They are new for Grace. Those are two issues that never seemed to bother her till now.
She's on no new food but that doesn't mean she can't be getting a new sensitive to one.


----------



## my little penguin (Nov 29, 2017)

Also those things can happen if her system is taxed 
So say on a normal day no issue with chips /salsa 
But when she is flaring at all pick a disease 
She can’t handle those 

We try not to worry about those things 
They tend to resolve or we see more worrying in symptoms


----------



## Maya142 (Nov 29, 2017)

I agree it could be related to a food - a food diary might help. For example, my daughter is lactose intolerant and lactose causes bloating and nausea.

I'd just wait and watch...if you see more symptoms, then I'd let her GI know.

Simethicone is OTC and can help with gas. My daughter's GI allows her to take it as needed.


----------



## Farmwife (Dec 13, 2017)

Great  So now she had side pains in her abdomen :yfrown:

Just a reminder of her past.... 
Her rheumy stopped her Imran and added oral mtx about 3 weeks ago. 
She had been on mtx injections years ago but dropped for Imran. 

I called the nurse and asked her to switch her from oral mtx and to mtx injections. She's had 3 Friday night oral mtx and each time she's sick with nausea, fatigue and even worse appetite.
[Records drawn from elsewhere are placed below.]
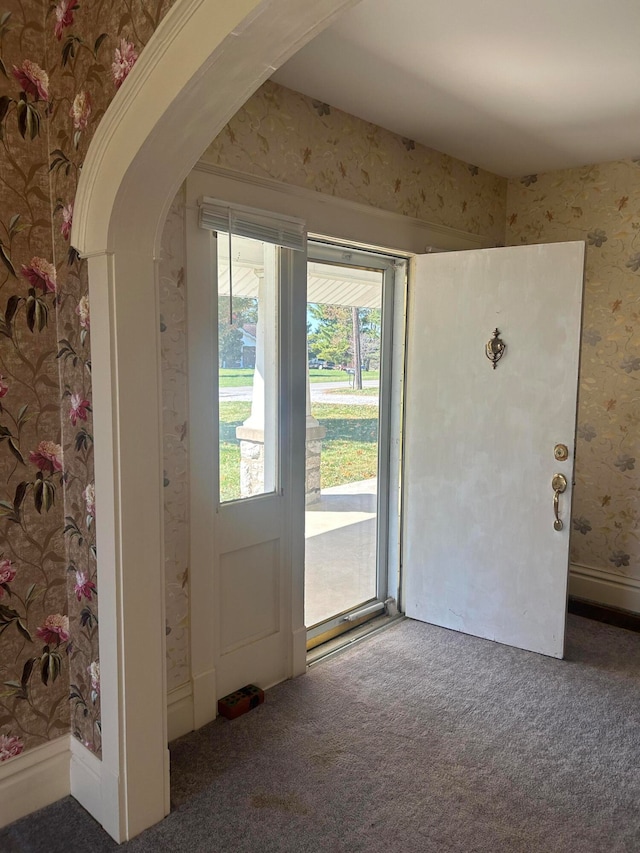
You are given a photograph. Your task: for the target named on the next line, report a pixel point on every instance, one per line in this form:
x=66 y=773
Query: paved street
x=320 y=393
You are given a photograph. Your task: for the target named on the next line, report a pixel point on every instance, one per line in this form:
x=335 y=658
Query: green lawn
x=243 y=376
x=349 y=450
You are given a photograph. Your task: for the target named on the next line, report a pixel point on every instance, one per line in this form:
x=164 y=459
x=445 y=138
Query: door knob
x=559 y=485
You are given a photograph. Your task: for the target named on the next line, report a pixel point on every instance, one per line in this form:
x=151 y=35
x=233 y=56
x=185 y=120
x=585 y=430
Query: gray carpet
x=419 y=739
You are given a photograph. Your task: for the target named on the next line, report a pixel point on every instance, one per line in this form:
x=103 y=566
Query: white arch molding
x=203 y=62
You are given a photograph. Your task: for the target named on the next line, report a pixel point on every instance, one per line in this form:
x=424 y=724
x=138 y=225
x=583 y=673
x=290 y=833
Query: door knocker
x=495 y=348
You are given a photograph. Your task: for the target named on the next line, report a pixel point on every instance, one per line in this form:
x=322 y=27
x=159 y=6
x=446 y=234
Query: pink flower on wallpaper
x=89 y=495
x=42 y=274
x=81 y=110
x=48 y=457
x=123 y=61
x=84 y=587
x=64 y=16
x=67 y=220
x=83 y=312
x=79 y=408
x=55 y=629
x=7 y=574
x=33 y=79
x=94 y=674
x=10 y=746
It last most of the week end.
Plus she's still dealing with stomach issues. 

Is it too much to hope for side effects?  I'd rather real with side effects.


----------



## Maya142 (Dec 13, 2017)

My daughters both did MUCH better with the injection vs. the pills. In my older daughter's case, the switch from pills to injections helped enough that she has been on MTX for years with only minor side effects - fatigue the day after the shot and sometimes mild nausea. She does take 2 mg of folic acid a day and has Zofran for the day after the shot, but rarely uses it.
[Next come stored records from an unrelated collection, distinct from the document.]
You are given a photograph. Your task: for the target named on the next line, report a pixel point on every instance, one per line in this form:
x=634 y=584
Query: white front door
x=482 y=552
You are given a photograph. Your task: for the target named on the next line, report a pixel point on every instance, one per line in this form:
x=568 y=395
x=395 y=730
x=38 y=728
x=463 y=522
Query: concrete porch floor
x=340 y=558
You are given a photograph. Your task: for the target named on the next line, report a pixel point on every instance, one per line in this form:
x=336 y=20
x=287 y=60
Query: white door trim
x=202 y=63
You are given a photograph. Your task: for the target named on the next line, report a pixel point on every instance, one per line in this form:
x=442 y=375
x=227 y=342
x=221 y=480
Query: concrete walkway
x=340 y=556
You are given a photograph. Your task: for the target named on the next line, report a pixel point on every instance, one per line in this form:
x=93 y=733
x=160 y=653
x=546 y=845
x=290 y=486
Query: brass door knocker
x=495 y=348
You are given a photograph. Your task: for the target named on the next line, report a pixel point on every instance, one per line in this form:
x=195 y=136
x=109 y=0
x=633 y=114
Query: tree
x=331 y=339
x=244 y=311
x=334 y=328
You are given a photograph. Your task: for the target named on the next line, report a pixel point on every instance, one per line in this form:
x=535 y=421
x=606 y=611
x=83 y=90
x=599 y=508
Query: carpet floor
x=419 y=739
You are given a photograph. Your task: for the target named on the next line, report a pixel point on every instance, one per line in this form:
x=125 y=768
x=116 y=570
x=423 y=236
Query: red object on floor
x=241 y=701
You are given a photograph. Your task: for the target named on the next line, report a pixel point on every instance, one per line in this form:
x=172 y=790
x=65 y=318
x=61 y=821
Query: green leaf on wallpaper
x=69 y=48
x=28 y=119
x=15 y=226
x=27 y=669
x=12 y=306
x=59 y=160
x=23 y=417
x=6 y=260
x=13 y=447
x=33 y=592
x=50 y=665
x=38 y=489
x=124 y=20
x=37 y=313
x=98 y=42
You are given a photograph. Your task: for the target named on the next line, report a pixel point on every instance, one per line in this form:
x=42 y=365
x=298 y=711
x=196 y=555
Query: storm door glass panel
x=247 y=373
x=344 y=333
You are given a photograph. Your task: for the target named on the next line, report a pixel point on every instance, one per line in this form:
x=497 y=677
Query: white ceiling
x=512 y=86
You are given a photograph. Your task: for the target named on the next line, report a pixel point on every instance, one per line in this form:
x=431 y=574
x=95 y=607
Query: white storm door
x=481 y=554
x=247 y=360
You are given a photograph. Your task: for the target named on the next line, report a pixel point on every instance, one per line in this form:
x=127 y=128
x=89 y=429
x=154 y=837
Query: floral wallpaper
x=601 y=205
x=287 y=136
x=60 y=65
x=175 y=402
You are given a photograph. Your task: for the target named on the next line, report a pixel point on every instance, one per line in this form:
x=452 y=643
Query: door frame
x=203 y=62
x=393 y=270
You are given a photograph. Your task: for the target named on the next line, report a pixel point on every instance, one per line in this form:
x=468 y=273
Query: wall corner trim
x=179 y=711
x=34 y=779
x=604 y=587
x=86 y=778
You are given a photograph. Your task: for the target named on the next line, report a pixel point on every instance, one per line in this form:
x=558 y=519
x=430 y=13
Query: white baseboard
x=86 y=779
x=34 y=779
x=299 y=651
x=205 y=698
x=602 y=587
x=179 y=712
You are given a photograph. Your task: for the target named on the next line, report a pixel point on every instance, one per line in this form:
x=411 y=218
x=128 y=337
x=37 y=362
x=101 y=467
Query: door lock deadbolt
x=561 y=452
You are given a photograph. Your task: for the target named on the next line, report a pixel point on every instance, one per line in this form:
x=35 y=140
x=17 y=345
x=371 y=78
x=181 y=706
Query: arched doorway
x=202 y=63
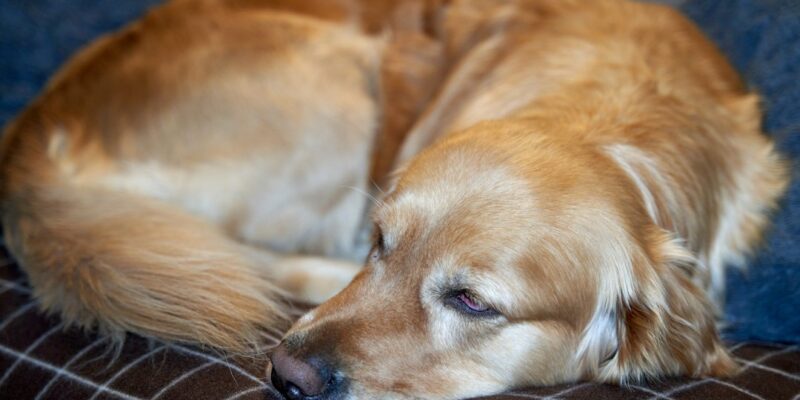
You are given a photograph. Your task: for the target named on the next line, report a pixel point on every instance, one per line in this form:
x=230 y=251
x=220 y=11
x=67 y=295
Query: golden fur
x=585 y=169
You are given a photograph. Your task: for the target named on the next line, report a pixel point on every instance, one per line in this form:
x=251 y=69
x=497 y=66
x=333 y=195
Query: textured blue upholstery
x=762 y=38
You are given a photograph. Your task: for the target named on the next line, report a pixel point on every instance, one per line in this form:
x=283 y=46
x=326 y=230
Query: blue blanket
x=761 y=37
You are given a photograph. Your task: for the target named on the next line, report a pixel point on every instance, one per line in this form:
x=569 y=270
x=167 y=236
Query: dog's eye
x=467 y=303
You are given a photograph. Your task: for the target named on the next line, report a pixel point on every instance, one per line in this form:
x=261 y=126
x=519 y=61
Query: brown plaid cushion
x=39 y=359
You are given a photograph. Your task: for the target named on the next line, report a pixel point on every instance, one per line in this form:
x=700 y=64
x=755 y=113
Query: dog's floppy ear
x=664 y=326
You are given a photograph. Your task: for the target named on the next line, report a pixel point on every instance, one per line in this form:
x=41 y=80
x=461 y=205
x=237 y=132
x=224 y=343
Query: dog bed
x=39 y=359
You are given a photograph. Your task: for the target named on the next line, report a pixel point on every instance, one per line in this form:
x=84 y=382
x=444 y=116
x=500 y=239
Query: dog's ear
x=664 y=326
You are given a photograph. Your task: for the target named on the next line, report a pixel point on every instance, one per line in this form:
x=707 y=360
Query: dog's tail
x=121 y=262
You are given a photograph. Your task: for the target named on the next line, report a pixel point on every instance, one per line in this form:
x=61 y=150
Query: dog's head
x=494 y=268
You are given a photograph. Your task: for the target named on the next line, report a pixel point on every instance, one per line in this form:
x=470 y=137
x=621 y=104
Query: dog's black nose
x=297 y=379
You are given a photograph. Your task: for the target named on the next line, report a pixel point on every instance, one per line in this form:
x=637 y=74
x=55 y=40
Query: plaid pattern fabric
x=40 y=359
My younger daughter did improve when with switching to the shots,  but not enough. She still had severe nausea and dizziness and sometimes vomited several times. She was so nauseous and dizzy that she could not get out of bed at all for 2 days a week. We tried lots of tricks to make it work but she was still just miserable all weekend.
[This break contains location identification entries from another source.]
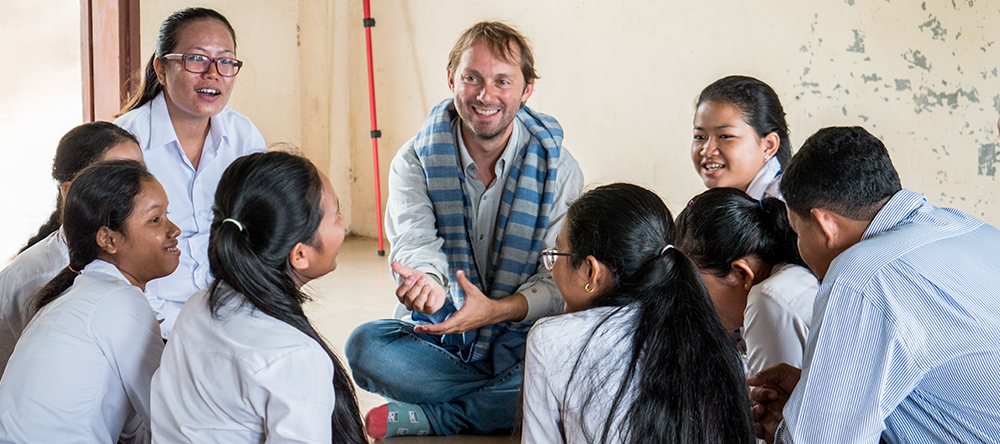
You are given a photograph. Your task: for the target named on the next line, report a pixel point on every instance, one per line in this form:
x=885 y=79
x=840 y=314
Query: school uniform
x=190 y=189
x=551 y=410
x=767 y=182
x=81 y=371
x=777 y=318
x=240 y=377
x=29 y=271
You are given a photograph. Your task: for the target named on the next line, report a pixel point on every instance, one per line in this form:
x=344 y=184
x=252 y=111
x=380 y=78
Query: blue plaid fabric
x=521 y=222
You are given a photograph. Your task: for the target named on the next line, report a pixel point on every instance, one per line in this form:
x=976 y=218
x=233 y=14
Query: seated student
x=640 y=355
x=740 y=137
x=81 y=370
x=748 y=257
x=907 y=321
x=46 y=251
x=244 y=365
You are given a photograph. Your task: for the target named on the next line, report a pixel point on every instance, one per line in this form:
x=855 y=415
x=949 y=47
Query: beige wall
x=622 y=77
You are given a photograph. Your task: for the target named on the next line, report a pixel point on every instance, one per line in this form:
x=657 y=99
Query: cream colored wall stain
x=622 y=76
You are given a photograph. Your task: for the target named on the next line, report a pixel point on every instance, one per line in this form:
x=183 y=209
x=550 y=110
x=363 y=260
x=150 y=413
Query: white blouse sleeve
x=541 y=422
x=774 y=333
x=129 y=336
x=294 y=396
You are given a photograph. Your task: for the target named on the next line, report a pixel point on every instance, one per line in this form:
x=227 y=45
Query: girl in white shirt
x=189 y=137
x=640 y=356
x=748 y=256
x=46 y=252
x=81 y=371
x=740 y=136
x=244 y=364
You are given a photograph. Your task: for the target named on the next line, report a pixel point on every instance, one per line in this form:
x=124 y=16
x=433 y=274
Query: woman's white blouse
x=29 y=271
x=767 y=182
x=777 y=318
x=81 y=371
x=190 y=189
x=243 y=377
x=551 y=413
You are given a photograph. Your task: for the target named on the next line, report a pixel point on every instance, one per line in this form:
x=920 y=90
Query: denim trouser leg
x=388 y=358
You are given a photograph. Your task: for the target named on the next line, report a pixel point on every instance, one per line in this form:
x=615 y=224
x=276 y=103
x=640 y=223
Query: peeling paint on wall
x=859 y=43
x=988 y=157
x=915 y=58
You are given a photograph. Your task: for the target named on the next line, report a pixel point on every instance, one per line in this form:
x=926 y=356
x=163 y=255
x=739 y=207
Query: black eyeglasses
x=200 y=64
x=549 y=256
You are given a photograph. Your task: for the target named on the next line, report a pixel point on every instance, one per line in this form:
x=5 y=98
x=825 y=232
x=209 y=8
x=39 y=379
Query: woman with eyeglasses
x=640 y=355
x=189 y=137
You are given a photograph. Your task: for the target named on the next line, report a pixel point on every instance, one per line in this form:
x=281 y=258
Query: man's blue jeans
x=388 y=358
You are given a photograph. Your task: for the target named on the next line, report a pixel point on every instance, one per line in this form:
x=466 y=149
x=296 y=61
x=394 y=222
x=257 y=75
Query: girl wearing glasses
x=640 y=355
x=189 y=137
x=740 y=137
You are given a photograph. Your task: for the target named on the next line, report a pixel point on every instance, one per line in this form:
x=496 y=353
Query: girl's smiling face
x=726 y=150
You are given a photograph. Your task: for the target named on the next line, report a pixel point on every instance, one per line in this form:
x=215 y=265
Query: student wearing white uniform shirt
x=640 y=355
x=46 y=252
x=244 y=364
x=81 y=371
x=740 y=137
x=746 y=252
x=189 y=137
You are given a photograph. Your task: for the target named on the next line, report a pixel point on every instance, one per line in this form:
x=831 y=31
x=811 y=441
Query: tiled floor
x=361 y=290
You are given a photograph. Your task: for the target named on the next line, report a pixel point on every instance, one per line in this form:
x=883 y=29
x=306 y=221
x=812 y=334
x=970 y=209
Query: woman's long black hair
x=684 y=376
x=759 y=105
x=81 y=146
x=166 y=42
x=723 y=225
x=275 y=196
x=102 y=195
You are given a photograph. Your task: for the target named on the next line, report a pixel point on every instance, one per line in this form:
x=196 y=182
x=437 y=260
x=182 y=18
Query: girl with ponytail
x=81 y=370
x=46 y=252
x=189 y=136
x=640 y=356
x=244 y=364
x=748 y=257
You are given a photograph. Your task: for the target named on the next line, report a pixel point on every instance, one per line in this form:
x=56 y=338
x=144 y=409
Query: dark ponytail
x=723 y=225
x=81 y=146
x=759 y=105
x=102 y=195
x=275 y=197
x=170 y=31
x=685 y=373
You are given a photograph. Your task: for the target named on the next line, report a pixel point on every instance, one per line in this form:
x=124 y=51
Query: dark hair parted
x=685 y=373
x=102 y=195
x=723 y=225
x=78 y=148
x=845 y=170
x=276 y=198
x=170 y=32
x=759 y=105
x=500 y=38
Eventually, she begged to stop it and her rheumatologist switched her to Arava. Which works well for her peripheral joints but doesn't work for her IBD.

Switching to injections should also improve MTX absorption, which may help with the IBD issues.

Have you done a FC recently to see if it's IBD related stomach pain or something else? When was she last scoped?


----------



## Farmwife (Dec 13, 2017)

No fc test as that doesn't show much {never had even when a scope showed differently.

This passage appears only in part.